1 pound broccoli, fresh or frozen
1 gallon water + 1 tablespoon salt, for boiling
12 ounces short pasta
3 tablespoons extra virgin olive oil
2 cloves garlic, pressed, grated, or thinly sliced
¼ teaspoon red pepper flakes
½ cup grated parmesan cheese, plus shaved parmesan for garnish
1 handful fresh basil leaves
Cut the broccoli into small florets. Boil in salted water for 5 minutes, or until fork tender.
Heat olive oil in a large skillet. Add garlic and red pepper flakes, then sauté for 1 minute.

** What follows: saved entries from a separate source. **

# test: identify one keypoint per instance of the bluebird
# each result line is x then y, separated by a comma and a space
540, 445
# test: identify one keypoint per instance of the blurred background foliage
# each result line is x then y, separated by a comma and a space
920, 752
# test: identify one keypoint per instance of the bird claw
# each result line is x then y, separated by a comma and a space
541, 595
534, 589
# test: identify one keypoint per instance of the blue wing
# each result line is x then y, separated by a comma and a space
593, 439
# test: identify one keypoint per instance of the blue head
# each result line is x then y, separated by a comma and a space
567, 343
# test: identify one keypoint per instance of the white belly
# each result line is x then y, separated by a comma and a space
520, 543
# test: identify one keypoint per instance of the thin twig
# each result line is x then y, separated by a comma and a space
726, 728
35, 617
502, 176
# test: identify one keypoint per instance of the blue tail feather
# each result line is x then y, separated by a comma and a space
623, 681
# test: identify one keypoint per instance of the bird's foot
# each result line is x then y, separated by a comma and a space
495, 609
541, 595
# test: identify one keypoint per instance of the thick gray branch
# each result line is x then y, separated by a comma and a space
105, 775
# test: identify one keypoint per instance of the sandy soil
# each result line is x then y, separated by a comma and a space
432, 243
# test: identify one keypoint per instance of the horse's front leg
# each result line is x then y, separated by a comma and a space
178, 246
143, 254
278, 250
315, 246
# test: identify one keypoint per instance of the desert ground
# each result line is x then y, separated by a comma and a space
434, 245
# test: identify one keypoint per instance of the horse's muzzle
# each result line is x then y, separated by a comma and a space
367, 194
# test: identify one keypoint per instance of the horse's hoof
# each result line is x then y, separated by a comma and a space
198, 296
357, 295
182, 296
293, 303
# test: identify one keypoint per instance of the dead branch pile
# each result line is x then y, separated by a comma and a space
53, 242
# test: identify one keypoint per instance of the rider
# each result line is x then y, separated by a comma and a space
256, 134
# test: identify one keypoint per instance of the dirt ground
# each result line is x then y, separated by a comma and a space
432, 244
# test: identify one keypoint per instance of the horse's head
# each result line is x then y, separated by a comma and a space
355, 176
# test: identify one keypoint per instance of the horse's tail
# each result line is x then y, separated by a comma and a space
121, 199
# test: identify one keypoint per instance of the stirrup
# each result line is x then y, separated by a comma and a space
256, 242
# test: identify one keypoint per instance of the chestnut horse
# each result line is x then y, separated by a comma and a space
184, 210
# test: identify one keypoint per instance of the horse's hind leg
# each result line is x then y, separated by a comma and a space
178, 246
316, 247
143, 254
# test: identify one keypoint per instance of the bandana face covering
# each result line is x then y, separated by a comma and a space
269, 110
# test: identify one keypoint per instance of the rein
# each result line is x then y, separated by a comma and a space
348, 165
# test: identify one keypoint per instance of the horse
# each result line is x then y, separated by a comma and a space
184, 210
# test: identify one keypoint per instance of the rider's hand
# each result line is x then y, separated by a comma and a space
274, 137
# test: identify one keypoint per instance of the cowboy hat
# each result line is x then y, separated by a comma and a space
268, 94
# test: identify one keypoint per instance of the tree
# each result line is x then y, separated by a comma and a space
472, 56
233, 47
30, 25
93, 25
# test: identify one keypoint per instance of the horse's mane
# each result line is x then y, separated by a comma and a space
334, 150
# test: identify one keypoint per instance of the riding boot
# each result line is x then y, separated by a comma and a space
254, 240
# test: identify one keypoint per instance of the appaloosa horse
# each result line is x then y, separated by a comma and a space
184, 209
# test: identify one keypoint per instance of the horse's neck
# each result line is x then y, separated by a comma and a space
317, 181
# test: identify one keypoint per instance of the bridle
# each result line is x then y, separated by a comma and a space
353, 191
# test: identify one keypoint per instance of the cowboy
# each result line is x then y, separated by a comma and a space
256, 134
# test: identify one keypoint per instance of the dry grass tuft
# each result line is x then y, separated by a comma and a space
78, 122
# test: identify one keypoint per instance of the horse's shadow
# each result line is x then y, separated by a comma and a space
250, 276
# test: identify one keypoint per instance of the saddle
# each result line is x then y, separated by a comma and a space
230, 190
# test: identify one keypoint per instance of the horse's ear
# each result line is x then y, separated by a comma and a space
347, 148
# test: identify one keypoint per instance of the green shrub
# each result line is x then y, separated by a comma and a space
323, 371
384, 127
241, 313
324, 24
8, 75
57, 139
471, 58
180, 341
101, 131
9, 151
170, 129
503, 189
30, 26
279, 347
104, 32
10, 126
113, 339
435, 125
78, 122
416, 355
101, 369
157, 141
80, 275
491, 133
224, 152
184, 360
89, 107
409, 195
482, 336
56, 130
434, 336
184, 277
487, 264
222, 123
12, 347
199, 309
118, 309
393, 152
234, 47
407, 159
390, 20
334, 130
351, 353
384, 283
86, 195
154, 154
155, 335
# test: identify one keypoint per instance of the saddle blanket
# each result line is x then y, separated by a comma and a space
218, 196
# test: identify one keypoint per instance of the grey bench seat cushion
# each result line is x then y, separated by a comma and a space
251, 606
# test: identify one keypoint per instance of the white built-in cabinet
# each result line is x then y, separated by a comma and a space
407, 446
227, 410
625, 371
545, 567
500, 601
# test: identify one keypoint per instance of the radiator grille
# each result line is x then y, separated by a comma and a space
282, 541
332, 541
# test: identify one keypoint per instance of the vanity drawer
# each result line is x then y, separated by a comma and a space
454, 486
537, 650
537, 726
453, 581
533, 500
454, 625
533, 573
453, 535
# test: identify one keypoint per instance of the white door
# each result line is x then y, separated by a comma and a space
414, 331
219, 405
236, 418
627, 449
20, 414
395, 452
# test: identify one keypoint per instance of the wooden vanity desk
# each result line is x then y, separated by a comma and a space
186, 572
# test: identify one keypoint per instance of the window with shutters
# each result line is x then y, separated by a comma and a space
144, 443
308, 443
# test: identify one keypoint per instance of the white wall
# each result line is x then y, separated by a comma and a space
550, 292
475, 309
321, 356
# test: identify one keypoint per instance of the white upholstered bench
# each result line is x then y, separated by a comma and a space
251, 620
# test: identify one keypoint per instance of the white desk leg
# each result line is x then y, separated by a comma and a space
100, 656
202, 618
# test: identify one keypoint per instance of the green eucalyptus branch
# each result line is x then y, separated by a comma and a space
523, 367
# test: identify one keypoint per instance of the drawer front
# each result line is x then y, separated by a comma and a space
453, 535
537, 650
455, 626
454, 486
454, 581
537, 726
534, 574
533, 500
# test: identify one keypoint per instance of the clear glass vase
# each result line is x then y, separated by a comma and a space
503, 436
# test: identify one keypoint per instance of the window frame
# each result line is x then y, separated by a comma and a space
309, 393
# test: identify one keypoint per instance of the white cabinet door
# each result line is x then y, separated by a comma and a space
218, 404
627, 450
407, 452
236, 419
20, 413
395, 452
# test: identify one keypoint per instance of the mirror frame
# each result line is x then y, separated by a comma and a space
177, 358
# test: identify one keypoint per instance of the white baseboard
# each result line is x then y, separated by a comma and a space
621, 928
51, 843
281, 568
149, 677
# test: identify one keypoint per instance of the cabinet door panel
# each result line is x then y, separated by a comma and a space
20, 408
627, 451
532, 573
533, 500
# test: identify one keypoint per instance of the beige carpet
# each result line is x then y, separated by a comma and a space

Transfer the broccoli to the skillet. Do not discard the cooking water.
Add 1 cup broccoli cooking water and simmer for 10 minutes, until very tender. Mash with a fork or blend until creamy.
Cook pasta in the same broccoli water according to package directions, minus 2 minutes.
Drain pasta, reserving 1 cup pasta water. Add pasta to the broccoli sauce.
Stir in parmesan and cook for about 1 minute, adding reserved pasta water as needed until creamy.
Taste and adjust salt. Serve with basil and shaved parmesan.
Use fresh or frozen broccoli. Add more red pepper flakes for extra heat. Reserve pasta water to help make the sauce creamy.